Menurut Ina, peningkatan NPF terutama terjadi di sektor small medium enterprise (SME) dan konsumer karena menghadapi berbagai tantangan. Ia menekankan pentingnya ketahanan di segmen UMKM atau SME, terutama ketika daya beli menurun dan pelaku usaha harus tetap mampu bertahan.
BCA Syariah memiliki platform internal untuk menjaga NPF tetap terkendali. Proses seleksi dan analisis nasabah, pemantauan berkelanjutan, serta penguatan hubungan dengan nasabah menjadi langkah utama dalam menjaga kualitas pembiayaan.

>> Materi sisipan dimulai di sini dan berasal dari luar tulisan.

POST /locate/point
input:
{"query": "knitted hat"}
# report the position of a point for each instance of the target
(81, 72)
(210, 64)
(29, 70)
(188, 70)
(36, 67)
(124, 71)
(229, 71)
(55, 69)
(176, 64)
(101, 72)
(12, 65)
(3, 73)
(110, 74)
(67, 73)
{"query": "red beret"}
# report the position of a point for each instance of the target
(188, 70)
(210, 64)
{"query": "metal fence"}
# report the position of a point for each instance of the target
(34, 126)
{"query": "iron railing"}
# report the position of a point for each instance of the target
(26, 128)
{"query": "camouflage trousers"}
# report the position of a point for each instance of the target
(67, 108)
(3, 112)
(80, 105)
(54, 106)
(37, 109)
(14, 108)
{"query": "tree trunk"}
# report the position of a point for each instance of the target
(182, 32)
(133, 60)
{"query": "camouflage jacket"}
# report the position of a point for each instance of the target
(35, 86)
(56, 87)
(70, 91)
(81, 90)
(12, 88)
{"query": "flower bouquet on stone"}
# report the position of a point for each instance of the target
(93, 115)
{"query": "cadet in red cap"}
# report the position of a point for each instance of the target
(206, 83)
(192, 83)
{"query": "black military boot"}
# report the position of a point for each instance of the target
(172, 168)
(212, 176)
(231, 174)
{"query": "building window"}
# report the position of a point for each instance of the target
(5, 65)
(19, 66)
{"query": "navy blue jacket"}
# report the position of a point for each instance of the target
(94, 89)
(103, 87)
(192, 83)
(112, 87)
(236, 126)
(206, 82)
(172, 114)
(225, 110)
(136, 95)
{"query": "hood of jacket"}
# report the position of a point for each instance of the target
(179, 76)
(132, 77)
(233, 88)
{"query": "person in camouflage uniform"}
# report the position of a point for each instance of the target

Pihak bank optimistis bahwa NPF dapat terjaga di bawah 2% hingga akhir tahun 2025.
Selain BCA Syariah, PT Bank Mega Syariah juga mencatatkan kenaikan rasio NPF menjadi 0,99% pada semester I-2025 dari 0,92% pada semester I-2024. Hanie Dewita, Corporate Secretary Division Head Bank Mega Syariah, menyatakan bahwa angka tersebut masih jauh lebih baik dibandingkan rata-rata industri perbankan syariah yang berada di kisaran 2%.
“Kenaikan yang sangat kecil tersebut juga masih terbilang wajar mengingat pertumbuhan bisnis pembiayaan bank Mega Syariah tumbuh signifikan sebesar 29,84% yoy menjadi Rp 9,55 triliun pada semester I tahun ini,” ujarnya.
Untuk menjaga kualitas pembiayaan yang sehat dan berkelanjutan, perseroan selalu mengedepankan pengelolaan risiko yang berbasis pada ketentuan regulator dan mengacu pada Basel Accord serta market best practices. Selain itu, Bank Mega Syariah telah menetapkan Risk Acceptance Criteria (RAC) secara bankwide, serta RAC khusus untuk sektor-sektor prioritas yang menjadi fokus pembiayaan.
PT Bank Muamalat juga mencatatkan kenaikan NPF di semester I-2025 menjadi 3,90% dari 2,25% pada periode sama tahun sebelumnya. Komisaris Bank Muamalat, Andre Mirza Hartawan menjelaskan bahwa peningkatan NPF disebabkan oleh penurunan pembiayaan yang memengaruhi rasio NPF baik gross maupun net.
Total pembiayaan Bank Muamalat turun tajam sebesar 16,03% yoy pada semester I-2025 menjadi Rp 17,46 triliun. Ia berharap dengan pertumbuhan pembiayaan di fokus yang tepat dapat meningkatkan aset berkualitas, profitabilitas yang berkelanjutan, serta posisi permodalan yang stabil.
Bank syariah lain yang turut mencatatkan kenaikan NPF di semester I-2025 antara lain PT Bank BTPN Syariah yang naik menjadi 3,14% dari 3,05% di periode sama tahun sebelumnya. Sementara itu, Unit Usaha Syariah (UUS) PT Bank CIMB Niaga juga mencatatkan kenaikan NPF menjadi 2,08% dari 1,40%.